Hops/Ingredients Schedule:

QuantityIngredientBoiled For
1.0 ozWillametteEntire 60 Min. boil
1.0 oz.WillametteLast 30 min of boil 
1 tsp.Yeast NutrientLast 10 min of boil 
1 tsp. GypsumLast 10 min of boil

I cooled the wort and pitched the yeast into two 6.5 gallon carboys. Not as much boiled off as I was expecting so there was roughly 11 gallons left after the boil that was transferred into the carboys.  I oxygenated the wort with my oxygen stone for 30 seconds in each carboy and then put the air lock on.

Additional Comments:
    The brew day was very successful.   I hit all my temperatures and nothing went wrong.  My OG was a little low but I believe it was because of volumetric miscalculation of the boil off, not efficiency.  I was also pleased that it only took 4 hours for this session down from 5 for my last brewing experience.  All grain brewing is becoming as familiar as extract is.
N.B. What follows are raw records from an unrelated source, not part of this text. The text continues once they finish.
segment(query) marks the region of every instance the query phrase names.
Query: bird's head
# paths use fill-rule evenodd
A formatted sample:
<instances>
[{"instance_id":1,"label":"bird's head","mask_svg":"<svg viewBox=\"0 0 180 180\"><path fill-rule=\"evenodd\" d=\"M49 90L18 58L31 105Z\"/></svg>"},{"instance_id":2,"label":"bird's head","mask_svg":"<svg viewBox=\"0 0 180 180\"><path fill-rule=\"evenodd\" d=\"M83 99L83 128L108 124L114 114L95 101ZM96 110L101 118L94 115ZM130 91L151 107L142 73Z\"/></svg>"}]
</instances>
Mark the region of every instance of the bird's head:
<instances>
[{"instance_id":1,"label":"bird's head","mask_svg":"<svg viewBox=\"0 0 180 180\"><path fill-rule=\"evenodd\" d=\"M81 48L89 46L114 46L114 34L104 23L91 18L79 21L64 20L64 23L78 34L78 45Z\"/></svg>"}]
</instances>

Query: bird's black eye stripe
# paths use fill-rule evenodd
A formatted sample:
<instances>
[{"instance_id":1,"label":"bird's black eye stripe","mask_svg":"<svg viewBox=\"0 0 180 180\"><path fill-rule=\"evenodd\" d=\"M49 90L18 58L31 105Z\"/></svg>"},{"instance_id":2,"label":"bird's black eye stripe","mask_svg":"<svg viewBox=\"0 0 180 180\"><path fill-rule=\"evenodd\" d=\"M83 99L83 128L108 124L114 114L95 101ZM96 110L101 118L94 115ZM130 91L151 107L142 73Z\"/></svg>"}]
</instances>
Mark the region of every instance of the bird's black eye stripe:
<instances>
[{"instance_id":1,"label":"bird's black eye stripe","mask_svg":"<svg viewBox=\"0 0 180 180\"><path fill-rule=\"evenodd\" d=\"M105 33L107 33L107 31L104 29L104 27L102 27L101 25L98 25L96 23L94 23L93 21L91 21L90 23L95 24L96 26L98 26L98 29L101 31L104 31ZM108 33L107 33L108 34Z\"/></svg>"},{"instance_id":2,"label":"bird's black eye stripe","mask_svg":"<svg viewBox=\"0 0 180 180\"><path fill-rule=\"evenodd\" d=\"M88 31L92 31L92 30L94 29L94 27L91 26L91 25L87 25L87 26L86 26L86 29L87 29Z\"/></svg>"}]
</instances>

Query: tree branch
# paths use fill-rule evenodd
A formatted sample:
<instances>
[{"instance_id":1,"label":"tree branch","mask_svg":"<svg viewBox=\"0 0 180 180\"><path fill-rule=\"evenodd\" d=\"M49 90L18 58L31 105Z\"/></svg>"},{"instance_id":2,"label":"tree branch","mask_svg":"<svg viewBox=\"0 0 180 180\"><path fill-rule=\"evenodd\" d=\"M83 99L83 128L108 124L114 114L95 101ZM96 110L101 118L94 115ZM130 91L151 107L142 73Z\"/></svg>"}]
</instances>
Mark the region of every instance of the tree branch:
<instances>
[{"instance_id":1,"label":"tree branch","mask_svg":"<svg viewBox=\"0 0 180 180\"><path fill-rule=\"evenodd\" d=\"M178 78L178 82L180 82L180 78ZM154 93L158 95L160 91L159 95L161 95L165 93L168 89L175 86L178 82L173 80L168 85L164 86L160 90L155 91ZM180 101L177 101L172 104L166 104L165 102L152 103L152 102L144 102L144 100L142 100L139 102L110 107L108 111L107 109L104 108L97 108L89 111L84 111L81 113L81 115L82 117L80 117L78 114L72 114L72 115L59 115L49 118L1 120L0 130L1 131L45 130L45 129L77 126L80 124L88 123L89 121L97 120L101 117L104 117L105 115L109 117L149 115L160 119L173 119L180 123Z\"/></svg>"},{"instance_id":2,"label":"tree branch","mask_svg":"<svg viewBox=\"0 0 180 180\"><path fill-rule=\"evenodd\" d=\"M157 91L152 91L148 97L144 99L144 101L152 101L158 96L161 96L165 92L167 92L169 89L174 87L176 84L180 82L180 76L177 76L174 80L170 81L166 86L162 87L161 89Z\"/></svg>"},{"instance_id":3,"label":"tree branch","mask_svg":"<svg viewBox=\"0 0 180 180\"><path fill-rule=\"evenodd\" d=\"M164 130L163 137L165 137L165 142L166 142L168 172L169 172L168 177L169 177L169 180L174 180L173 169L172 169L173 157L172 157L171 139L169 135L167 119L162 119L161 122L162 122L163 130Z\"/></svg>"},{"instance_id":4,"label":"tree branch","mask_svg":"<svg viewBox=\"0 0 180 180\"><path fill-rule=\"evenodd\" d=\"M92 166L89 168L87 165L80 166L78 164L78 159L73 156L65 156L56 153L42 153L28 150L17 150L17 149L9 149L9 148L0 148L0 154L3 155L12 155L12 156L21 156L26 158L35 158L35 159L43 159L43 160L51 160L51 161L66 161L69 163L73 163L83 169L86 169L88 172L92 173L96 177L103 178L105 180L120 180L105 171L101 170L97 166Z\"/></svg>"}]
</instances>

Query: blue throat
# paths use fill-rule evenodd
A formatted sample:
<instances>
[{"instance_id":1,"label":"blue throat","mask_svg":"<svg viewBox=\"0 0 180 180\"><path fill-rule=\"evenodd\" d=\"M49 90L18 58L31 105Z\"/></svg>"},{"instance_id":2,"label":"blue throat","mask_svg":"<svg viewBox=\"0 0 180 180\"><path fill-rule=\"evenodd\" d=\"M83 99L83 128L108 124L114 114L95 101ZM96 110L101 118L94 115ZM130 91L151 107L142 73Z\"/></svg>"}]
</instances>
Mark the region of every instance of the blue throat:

INITIAL WORT GRAVITY: 1.048

UPDATE 5/26/13: Transferred to secondary looks and tastes pretty good.  I took a gravity measurement but it did not seem right I will take another one at kegging.

UPDATE 6/9/13:
Gravity at Kegging: 1.006
131.25*(1.048-1.006)=5.5125%

So much siphoning to do
Today I kegged the blond ale and transferred the brown ale to secondary.  This process was done in a whirlwind of siphons, carboys, and hydrometers.  The first thing I did was fill 2 kegs with starsan so they could clean while I moved the beer onto the counter. After placing the 4 carboys on the counter (right) I began transferring the blonde into a keg.  Once this was completed I closed up the keg and purged the air. After staring the siphon on the second carboy I went and cleaned the first while it siphoned into the second keg.
I sanitized another siphon and transferred the brown ale into the carboy I just finished cleaning.  By this time the second 5 gallon carboy had finished draining so I closed that keg up and cleaned it while the brown transferred from the second carboy.  I think you can see where this is going...   I tasted the beer and it seems to have been a success the first thing I thought was Pabst Blue Ribbon.  Which was kind of what I was shooting for.  Pretty clean tasting but may have a bit of an unwanted ester flavor I couldn't be sure because I didn't have much to sample.


UPDATE 6/11/13:
I tasted the kegged beer and it tastes exactly like Pabst Blue Ribbon.... If Pabst had lots of estery flavors, a bunch of extra sweetness and had been under-hopped .  Its not bad and it is definitely drinkable just not as crisp as I was hoping. Maybe if I let it sit for another couple days it will clear up some.